衆議院予算委員会は18日、「社会経済情勢・外交等内外の諸課題」に関する集中審議を開き、立憲民主・無所属の4番手として階猛議員が質問に立ちました。階議員は、(1)自民党京都府連が国政選挙前に候補者から資金を集め、地元議員に配っていたとの報道(2)新型コロナウイルス感染症の感染防止と社会経済活動の両立(3)「人への投資」の倍増――について取り上げ、岸田総理らの見解をただしました。

■自民党京都府連による地元議員への資金配布について

 階議員は、自民党京都府連が国政選挙前に候補者から資金を集め、地元議員に配っていた行為がマネーロンダリングにあたるのではないかとの報道に関連し、2015年と16年に二之湯国家公安委員長が代表を務める団体から京都府連に支出した額と同額が、数日後に府連から府議・市議の関連団体に支出されていたことについて質問。
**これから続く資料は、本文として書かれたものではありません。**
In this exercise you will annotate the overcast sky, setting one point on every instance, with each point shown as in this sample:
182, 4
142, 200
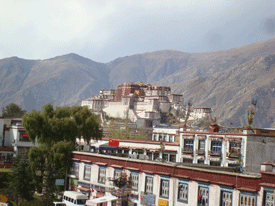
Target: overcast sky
104, 30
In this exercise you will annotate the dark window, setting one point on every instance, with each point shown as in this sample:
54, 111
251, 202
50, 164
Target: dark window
164, 188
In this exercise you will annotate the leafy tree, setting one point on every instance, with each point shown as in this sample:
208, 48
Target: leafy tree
20, 180
62, 123
56, 130
12, 110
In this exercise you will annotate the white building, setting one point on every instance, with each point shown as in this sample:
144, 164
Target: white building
246, 150
134, 101
14, 139
155, 183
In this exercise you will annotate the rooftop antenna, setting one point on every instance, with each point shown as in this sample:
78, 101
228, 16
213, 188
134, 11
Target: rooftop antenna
189, 105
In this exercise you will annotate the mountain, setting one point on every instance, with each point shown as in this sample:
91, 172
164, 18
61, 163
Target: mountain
224, 80
64, 80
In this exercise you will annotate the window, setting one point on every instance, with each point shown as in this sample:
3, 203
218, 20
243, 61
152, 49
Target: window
226, 198
203, 196
156, 155
269, 197
117, 173
188, 144
201, 144
75, 169
165, 157
171, 138
235, 146
186, 160
134, 180
87, 172
102, 175
247, 199
149, 184
200, 161
215, 163
172, 158
164, 187
183, 192
216, 146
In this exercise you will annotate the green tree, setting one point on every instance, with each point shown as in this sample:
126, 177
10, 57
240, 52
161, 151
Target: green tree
20, 180
56, 130
62, 123
12, 110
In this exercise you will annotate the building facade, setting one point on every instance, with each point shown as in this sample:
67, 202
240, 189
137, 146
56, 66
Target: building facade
135, 101
171, 184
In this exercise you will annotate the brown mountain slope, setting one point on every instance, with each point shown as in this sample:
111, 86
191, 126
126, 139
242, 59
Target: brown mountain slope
65, 80
168, 67
229, 92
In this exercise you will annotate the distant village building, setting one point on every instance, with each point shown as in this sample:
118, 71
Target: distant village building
200, 112
13, 139
135, 101
158, 183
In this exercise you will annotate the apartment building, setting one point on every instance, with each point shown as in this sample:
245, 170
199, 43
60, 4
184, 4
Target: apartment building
157, 183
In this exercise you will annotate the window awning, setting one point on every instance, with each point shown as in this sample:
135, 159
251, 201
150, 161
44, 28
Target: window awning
101, 200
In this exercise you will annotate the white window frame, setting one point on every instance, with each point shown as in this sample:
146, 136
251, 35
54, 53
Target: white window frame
164, 187
226, 197
183, 191
248, 199
75, 169
87, 172
269, 197
149, 182
102, 175
204, 191
134, 180
117, 173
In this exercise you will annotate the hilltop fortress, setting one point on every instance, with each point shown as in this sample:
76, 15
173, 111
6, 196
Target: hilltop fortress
135, 101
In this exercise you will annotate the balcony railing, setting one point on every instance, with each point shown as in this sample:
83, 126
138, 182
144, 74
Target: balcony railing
200, 152
234, 155
187, 150
214, 153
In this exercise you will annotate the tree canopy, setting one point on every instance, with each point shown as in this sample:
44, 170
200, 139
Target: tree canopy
52, 125
12, 110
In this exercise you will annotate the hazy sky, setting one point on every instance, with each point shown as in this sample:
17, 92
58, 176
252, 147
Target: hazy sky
104, 30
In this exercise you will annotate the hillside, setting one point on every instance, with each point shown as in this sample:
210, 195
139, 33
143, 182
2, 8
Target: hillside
223, 80
229, 93
64, 80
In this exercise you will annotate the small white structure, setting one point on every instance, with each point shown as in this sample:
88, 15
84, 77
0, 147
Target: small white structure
108, 200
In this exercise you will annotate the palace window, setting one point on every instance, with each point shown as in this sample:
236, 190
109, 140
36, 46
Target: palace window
149, 184
203, 196
134, 180
164, 187
247, 199
87, 172
102, 175
183, 191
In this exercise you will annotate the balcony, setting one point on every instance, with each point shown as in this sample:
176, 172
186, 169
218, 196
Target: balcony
235, 155
200, 152
187, 150
213, 153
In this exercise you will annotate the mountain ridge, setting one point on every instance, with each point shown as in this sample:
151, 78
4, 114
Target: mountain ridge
68, 79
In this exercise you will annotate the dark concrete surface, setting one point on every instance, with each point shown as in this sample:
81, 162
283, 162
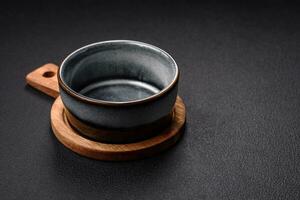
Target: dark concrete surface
240, 80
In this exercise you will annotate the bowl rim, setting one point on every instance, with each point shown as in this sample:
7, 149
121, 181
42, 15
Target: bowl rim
86, 99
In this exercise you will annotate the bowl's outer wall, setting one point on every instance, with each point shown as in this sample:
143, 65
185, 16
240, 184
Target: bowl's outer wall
121, 116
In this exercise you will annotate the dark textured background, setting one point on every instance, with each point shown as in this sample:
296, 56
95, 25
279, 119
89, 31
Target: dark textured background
240, 80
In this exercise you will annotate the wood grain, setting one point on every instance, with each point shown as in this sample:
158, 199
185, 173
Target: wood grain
44, 79
115, 152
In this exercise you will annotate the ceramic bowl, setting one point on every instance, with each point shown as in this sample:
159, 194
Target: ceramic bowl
119, 84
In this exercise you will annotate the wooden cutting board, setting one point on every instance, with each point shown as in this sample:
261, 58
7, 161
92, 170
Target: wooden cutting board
45, 80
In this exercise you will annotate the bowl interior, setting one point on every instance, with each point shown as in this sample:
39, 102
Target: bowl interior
118, 71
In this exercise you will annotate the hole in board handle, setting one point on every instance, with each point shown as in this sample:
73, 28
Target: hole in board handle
48, 74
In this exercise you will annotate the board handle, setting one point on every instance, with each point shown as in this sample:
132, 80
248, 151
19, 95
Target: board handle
44, 79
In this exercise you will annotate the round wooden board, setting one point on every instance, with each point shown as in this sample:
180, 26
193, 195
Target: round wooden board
115, 152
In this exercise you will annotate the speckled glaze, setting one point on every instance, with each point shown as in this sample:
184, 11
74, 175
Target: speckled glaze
118, 84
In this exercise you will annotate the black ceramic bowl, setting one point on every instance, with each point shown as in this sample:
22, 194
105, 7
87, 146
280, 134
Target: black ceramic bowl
118, 84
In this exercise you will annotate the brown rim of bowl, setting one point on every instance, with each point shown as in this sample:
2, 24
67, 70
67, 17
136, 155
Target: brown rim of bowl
86, 99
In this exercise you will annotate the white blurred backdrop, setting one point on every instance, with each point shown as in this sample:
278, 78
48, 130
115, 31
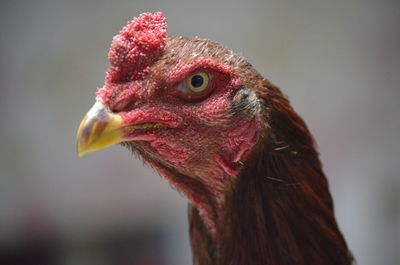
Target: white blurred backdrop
338, 61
二之湯委員長は、「府連の活動、党勢活動に必要な額だと思い寄付した」と述べ、府連と示し合わせたものではないと否定しました。

 階議員は、岸田総理の地元広島での河井案里氏の選挙に絡む選挙買収や、新潟で自民党の泉田議員が裏金を要求されたとして新潟県議を刑事告発したことを取り上げ、自民党総裁である岸田総理に二之湯委員長の疑惑解明を求めました。岸田総理は、「必要であれば引き続き説明を行っていくもの」だと述べ、具体的な話はありませんでした。

■新型コロナウイルス感染症の感染防止と社会経済活動の両立

 昨日、岸田総理が会見で、まん延防止等重点措置を適用した効果について、全てが重点措置の効果ではないが「適用以降、飲食店でのクラスターは減少しているなど、一定の効果はあった」と述べたことについて、階議員は適用外の地域でも、感染拡大防止のため、住民が飲食店に行くことを控えるなどしており、重点措置の効果に懐疑的な意見を述べました。

 その上で、適用外の地域でも時短要請に協力した場合に協力金を交付するなどの支援を検討すべきと提案しました。

 山際経済再生担当大臣は、「(考え方が)相当根っこの部分で違う」と述べ、制限のない時には自由に経済活動を行うのが健全な社会の基本だと答弁しました。

 階議員は、「理屈ではそうかもしれないが現実は違う」「このまま自由に任せていたらどんどん地方の飲食店が潰れていってしまう」と述べ、協力金の支給範囲を広げたり、事業復活支援金の対象期間延長や金額の倍増など、経済支援の拡充を訴えました。